Ella lo miró a la cara mientras se sentaba a su lado y soltó un bufido de incredulidad ante la excusa que había puesto.
—Ricardo ha hablado contigo, ¿verdad? ¿Es que no hay ética profesional en este pueblo?
—Lo único que me ha dicho es que podrías necesitar a un amigo, nada más.
—Ah.
—Aún no has terminado el retrato de Frida.
—He estado muy ocupada —no podía acabarlo y no sabía por qué. Tuvo la sensación de que él se había dado cuenta de que mentía.
—¿Quieres contarme lo que pasa?
—¿Por qué no? Muy pronto lo sabrá todo el pueblo. Mi madre pidió prestados cincuenta mil dólares a Gaston Sears. Y ahora, él reclama la deuda.

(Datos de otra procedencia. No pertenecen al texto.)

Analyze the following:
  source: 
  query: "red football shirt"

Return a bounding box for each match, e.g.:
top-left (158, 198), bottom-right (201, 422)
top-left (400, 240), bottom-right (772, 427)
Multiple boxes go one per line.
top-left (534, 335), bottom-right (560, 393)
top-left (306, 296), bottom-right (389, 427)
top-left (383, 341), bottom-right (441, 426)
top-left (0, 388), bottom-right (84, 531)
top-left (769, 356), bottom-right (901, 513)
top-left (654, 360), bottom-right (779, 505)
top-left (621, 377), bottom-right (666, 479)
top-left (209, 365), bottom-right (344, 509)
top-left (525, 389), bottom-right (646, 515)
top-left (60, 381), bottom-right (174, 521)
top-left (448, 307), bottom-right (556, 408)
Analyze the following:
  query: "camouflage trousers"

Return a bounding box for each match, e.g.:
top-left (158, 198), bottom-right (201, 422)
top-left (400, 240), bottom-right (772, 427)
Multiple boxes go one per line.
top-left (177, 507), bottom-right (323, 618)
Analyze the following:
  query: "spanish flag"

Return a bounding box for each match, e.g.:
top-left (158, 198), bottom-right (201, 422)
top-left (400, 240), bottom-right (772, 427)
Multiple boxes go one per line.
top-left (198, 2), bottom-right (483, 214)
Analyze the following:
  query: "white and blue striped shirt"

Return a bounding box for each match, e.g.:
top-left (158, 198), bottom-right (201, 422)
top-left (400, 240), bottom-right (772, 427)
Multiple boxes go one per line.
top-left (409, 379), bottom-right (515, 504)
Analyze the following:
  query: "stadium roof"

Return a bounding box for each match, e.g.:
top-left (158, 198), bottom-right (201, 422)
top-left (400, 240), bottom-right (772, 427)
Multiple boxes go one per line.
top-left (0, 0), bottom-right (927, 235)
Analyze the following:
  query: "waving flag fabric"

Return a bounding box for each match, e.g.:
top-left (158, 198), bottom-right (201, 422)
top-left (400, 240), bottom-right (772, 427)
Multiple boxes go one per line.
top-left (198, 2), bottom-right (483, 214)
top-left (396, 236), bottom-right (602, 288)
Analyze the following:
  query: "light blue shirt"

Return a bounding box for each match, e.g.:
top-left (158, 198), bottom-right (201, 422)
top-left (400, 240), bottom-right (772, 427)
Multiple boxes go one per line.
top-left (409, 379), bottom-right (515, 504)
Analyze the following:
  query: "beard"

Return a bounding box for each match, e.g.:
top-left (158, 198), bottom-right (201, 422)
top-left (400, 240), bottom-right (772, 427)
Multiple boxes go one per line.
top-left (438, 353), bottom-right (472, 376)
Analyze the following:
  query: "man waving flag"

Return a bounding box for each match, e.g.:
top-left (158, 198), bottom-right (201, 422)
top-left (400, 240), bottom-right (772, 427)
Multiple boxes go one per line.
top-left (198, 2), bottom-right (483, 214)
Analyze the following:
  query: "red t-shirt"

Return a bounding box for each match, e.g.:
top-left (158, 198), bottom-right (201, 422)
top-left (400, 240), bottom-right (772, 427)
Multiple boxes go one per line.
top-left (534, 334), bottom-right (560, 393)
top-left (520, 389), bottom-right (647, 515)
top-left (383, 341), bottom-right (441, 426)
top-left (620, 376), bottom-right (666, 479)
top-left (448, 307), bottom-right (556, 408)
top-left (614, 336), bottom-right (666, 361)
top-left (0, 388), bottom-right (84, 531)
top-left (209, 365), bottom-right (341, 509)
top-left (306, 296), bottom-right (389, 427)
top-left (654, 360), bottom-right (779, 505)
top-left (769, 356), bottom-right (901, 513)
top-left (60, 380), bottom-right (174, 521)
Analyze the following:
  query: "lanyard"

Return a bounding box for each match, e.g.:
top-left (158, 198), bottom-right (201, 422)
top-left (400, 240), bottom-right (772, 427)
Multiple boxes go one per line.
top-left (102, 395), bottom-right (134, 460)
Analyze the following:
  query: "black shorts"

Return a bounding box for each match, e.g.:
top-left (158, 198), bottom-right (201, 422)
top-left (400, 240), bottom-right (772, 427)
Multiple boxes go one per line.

—¡Cincuenta mil dólares! ¿Lo dices en serio?
—Sí, y no tengo ese dinero. Pero tengo una cita con el director del banco mañana por la mañana —se pasó la mano por la cara. No quería pensar en lo que sucedería si el banco se negaba a concederle el crédito.
Pedro le dirigió una mirada compasiva y preocupada que la llenó de un calor inesperado. Era agradable tenerlo allí sentado a su lado. Tal vez Ricardo estuviera en lo cierto en lo de que necesitaba a un amigo. Quizá con el tiempo, y con un gran esfuerzo por su parte para no hacer caso de la atracción que experimentaba hacia él, Pedro y ella lograrían ser amigos.
—Gracias por pasarte a comprobar que estaba bien. Te lo agradezco de verdad.
—De nada —miró la lata en su regazo—. ¿Qué hay ahí?
Sin decir nada, Paula se la pasó y observó su expresión mientras leía la primera carta.
—¡Demonios, Pau! ¿Sabes lo que esto significa? Es tu baza para negociar. Si se las enseñas a Gastón Sears, es indudable que llegará a un acuerdo contigo sobre el préstamo. Son oro puro.
—Sí.
—No vas a usarlas, ¿verdad? —dijo él después de estudiar la expresión de su cara.
—No.
Pedro se recostó en la pared mientras la miraba como si no hubiera oído bien.
—No voy a usarlas para hacerle chantaje —no podía.
Trató de apartar de su mente la idea de ponerse a besar a Pedro en la boca hasta que ninguno de los dos fuera capaz de pensar con claridad.
—¿Por qué no?
—«Mi amada Frida» —leyó tras agarrar una carta—. «Con todo mi amor… Eternamente tuyo» —la volvió a dejar en la lata—. Utilizar eso para hacer chantaje sería profanar algo muy hermoso y no estoy dispuesta. Mi madre no querría que lo hiciera —hizo un gesto hacia el retrato. Quería que su madre se enorgulleciera de ella, no que se avergonzara.
Pedro la miró largo rato. Parecía que un gran peso le hubiera caído sobre los hombros. Apretó la boca y las arrugas en torno a ella y a los ojos se le acentuaron. Se puso pálido y sus ojos se oscurecieron.
—¿Qué te pasa? —le preguntó asustada.
—No me engañaste hace ocho años, ¿verdad? Me equivoqué. Fue una completa equivocación.
—No, no te engañé —acercó las rodillas al pecho y se las abrazó.
No creía que Pedro pudiera palidecer más, pero lo hizo. Quiso consolarlo de alguna manera, pero tuvo miedo. Siempre había sabido que sufriría una conmoción si averiguaba la verdad. Se percató del arrepentimiento, la culpa y el dolor que expresaban sus ojos. Tenía que haberse quedado ocho años antes y luchar por él. No podía cambiar el pasado, pero…
—¿Qué hora es?
—Sólo son las seis y media —dijo él tras mirar el reloj una eternidad.
—¿Tienes el coche ahí fuera? —al ver que asentía, Paula se puso de pie—. Vamos, quiero enseñarte algo.
—¿Adonde vamos? —le preguntó él mientras ponía el coche en marcha.
—A casa de Samuel Hancock.
Pedro volvió la cabeza y la miró, pero no dijo nada. ¿Creería que quería castigarlo? Pau observó la leve sonrisa en su boca y su expresión resuelta. Estaba dispuesto a soportar cualquier cosa.
«Pedro, no quiero hacerte sufrir más. Sólo deseo que lo entiendas y que halles un poco de paz», se dijo Pau.